Put another way, Wolff could have said, “This is one of the sloppiest, least verified books you will ever read.”
Another thing Wolff has acknowledged in recent interviews is that it is likely that not everyone he writes about from his first-hand encounters knew he was writing a book, and not everyone he quotes knew they were being interviewed.
On the “Today” show, Wolff admitted that, while at the White House, he wasn’t always upfront about his intentions, acknowledging, “I certainly said what was ever necessary to get the story.”
During that same appearance, Wolff said of a conversation with Trump, “Whether he realized it was an interview or not, I don’t know, but it certainly was not off the record.”
Is it any wonder that trust in the media is at its lowest ebb?
There are – or used to be – a handful of basic tenets when it comes to journalists conducting interviews, whether for a news story or a book. First and foremost is complete honesty, i.e., the reporter must identify himself or herself and make it clear that the conversation that is being requested is for publication.
There are three basic types of conversations between reporters and subjects – “on the record,” “off the record” and “on background.”
On the record means that everything said might be used in a story. Off the record means that nothing said will be published or broadcast. On background means that some or all of the information gathered by the reporter can be used, but it won’t be attributed to the source. (There is also something called “deep background” which generally means the information cannot be used for the particular story in question, but elements can be used to help the reporter follow up with other leads.)

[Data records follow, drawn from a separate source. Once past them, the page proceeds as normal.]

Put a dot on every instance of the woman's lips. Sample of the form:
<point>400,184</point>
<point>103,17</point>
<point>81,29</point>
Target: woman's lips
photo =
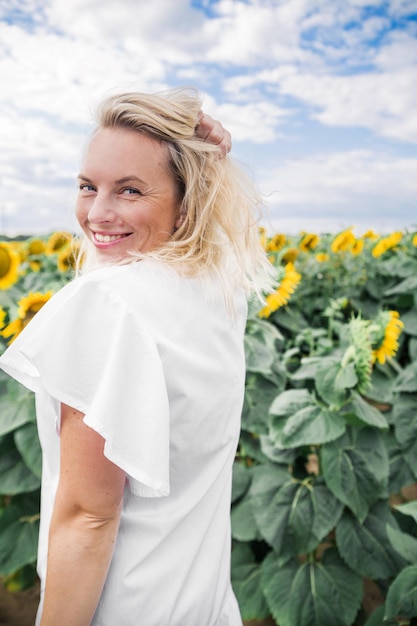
<point>106,238</point>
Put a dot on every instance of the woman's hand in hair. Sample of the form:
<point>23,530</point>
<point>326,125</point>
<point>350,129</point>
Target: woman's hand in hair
<point>212,131</point>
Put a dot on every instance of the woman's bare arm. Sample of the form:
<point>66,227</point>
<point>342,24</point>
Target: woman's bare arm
<point>84,524</point>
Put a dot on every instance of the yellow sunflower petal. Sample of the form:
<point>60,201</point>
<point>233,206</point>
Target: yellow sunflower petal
<point>9,265</point>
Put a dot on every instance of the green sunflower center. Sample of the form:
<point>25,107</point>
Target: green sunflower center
<point>5,262</point>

Whatever category applies to any given interview, it’s incumbent on the reporter to make sure it is absolutely understood by the interviewee. Sometimes, especially with people who are not interviewed very often or perhaps with older people who seem to have difficulty hearing, for example, I’ll go so far as to repeat several times that a conversation is on the record, just to do everything possible to avoid a misunderstanding.
When I worked in politics and taught campaign schools, I warned candidates and other officials never to say anything, even off the record, that they would be embarrassed to see in print. Some reporters simply cannot be trusted.
Others make honest mistakes. It can be easy to have a long conversation, some of it on the record, some of it off the record, with the reporter later getting confused about which was which. My own system is not to even take notes when a conversation goes off the record, and to make doubly sure that everyone understands when an interview is back on the record.
Obviously, Michael Wolff completely ignored these basic principles of journalism, by his own admission. When he responds to a question about whether President Trump realized their conversation was an interview by replying, “I don’t know,” he acknowledges being duplicitous. His additional comment that “it certainly was not off the record” is entirely contradictory coming on the heels of admitting he did not know whether the president knew he was being interviewed.
Michael Wolff’s reporting tactics speak for themselves, and reflect on him. But media outlets that give veracity to the content of his book are even worse offenders than the author, whose unscrupulous methods are being rewarded with publicity and sales.
It is what passes for journalism today, and why the complaint about “fake news” keeps gaining traction.